16. The Court notes that section 12(5) of the Bankruptcy Act, as in force at the material time, provided that decisions of the bankruptcy panel could be appealed against to the Court of Appeal. In order to satisfy itself that the very essence of the applicant’s right of access to a court was not impaired by the Court of Appeal’s decision, the Court will examine whether the way in which the Court of Appeal interpreted and applied section 12(5) of the Bankruptcy Act was foreseeable from the point of view of a litigant and whether, therefore, the impugned measure in this case infringed the proportionality principle (see Lanschützer GmbH v. Austria (dec.), no. 17402/08, § 33, 18 March 2014, and Levages Prestations Services v. France, 23 October 1996, § 42, Reports of Judgments and Decisions 1996-V).

17. In this connection, the Court refers to the examples of domestic practice (see paragraph 9 above) showing that the Court of Appeal had dismissed appeals against decisions of the bankruptcy panel taken in second-instance, as in the present case. Having regard to its limited jurisdiction as to the interpretation of domestic law, which is primarily a matter for the national courts, the Court does not consider that the manner in which the Court of Appeal interpreted section 12(5) of the Bankruptcy Act was arbitrary and unreasonable. Those decisions indicate a coherent domestic practice applied consistently, which would normally satisfy the foreseeability criterion with respect to a restriction of access to a superior court (see Zubac, cited above, § 88). The applicant was represented by a lawyer, who was in a position to ascertain whether in the circumstances of the case an appeal to the Court of Appeal, which would have been decided at third-instance, would have been admissible.

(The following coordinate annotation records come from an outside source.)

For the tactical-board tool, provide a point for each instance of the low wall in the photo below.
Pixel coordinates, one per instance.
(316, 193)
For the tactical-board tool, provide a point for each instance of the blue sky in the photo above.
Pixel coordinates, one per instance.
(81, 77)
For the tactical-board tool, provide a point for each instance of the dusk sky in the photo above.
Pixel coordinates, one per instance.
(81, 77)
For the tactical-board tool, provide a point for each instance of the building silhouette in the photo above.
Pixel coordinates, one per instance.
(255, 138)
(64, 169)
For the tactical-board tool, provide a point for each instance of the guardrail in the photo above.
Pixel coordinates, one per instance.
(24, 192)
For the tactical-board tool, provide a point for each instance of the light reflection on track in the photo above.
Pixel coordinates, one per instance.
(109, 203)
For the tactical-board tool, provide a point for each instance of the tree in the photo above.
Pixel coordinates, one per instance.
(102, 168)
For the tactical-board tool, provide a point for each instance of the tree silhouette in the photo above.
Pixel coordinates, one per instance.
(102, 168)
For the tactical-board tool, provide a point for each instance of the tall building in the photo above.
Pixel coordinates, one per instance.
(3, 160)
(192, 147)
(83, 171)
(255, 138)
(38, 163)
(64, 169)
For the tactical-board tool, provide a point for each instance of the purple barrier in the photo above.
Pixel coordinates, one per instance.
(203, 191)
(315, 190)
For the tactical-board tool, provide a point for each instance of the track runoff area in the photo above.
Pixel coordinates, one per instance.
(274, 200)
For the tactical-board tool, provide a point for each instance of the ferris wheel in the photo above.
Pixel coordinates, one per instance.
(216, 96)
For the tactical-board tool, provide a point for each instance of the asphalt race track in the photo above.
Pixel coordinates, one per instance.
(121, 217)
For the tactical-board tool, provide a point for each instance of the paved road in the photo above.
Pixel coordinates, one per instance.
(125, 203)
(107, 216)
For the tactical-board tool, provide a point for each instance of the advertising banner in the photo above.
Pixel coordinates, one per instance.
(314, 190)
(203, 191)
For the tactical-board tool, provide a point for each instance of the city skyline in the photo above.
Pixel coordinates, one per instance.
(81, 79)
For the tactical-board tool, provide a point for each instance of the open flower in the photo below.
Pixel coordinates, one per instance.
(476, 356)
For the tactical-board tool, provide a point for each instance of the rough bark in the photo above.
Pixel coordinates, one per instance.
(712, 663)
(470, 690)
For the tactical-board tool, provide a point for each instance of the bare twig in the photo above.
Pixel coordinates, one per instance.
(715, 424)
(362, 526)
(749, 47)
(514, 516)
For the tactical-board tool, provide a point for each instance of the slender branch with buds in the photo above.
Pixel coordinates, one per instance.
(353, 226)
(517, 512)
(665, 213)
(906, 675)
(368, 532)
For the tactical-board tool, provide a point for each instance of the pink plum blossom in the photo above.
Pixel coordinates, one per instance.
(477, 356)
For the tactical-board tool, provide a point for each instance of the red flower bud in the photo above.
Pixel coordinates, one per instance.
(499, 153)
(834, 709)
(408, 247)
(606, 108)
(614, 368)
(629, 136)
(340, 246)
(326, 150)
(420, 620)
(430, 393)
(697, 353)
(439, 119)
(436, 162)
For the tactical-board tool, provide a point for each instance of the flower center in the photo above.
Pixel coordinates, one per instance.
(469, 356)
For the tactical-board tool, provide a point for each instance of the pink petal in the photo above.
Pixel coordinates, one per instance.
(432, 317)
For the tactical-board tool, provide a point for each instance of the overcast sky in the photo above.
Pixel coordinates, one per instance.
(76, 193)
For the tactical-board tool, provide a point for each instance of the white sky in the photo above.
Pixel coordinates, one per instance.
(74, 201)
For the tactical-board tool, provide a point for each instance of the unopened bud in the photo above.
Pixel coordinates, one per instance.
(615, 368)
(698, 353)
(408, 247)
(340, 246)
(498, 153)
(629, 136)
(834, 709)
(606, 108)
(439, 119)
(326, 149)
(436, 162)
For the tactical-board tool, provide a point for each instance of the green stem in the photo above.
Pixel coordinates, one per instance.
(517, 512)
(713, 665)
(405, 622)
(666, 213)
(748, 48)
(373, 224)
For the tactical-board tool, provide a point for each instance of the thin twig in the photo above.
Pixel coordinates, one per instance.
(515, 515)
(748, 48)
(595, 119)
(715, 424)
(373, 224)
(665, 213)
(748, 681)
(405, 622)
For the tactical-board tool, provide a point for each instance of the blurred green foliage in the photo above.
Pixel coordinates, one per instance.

18. The Court further notes that the applicant applied to the Court of Appeal after his claim and appeal had been previously examined and dismissed on the merits by the single judge and the three-judge panel of the first-instance court. He raised no issue as to the fairness of the proceedings before those bodies (see Zubac, cited above, § 84 and the authorities cited therein). Therefore, the fact that his appeal was rejected by the Court of Appeal, as a third-instance authority, cannot be regarded as a denial of his right of access to a court.

19. In light of the foregoing and having regard to the proceedings as a whole, the Court considers that the very essence of the applicant’s right guaranteed under Article 6 § 1 of the Convention was not impaired. It follows that this complaint is manifestly ill-founded and must be rejected in accordance with Article 35 §§ 3 (a) and 4 of the Convention.

For these reasons, the Court, unanimously,

Declares the application inadmissible.

Done in English and notified in writing on 14 February 2019.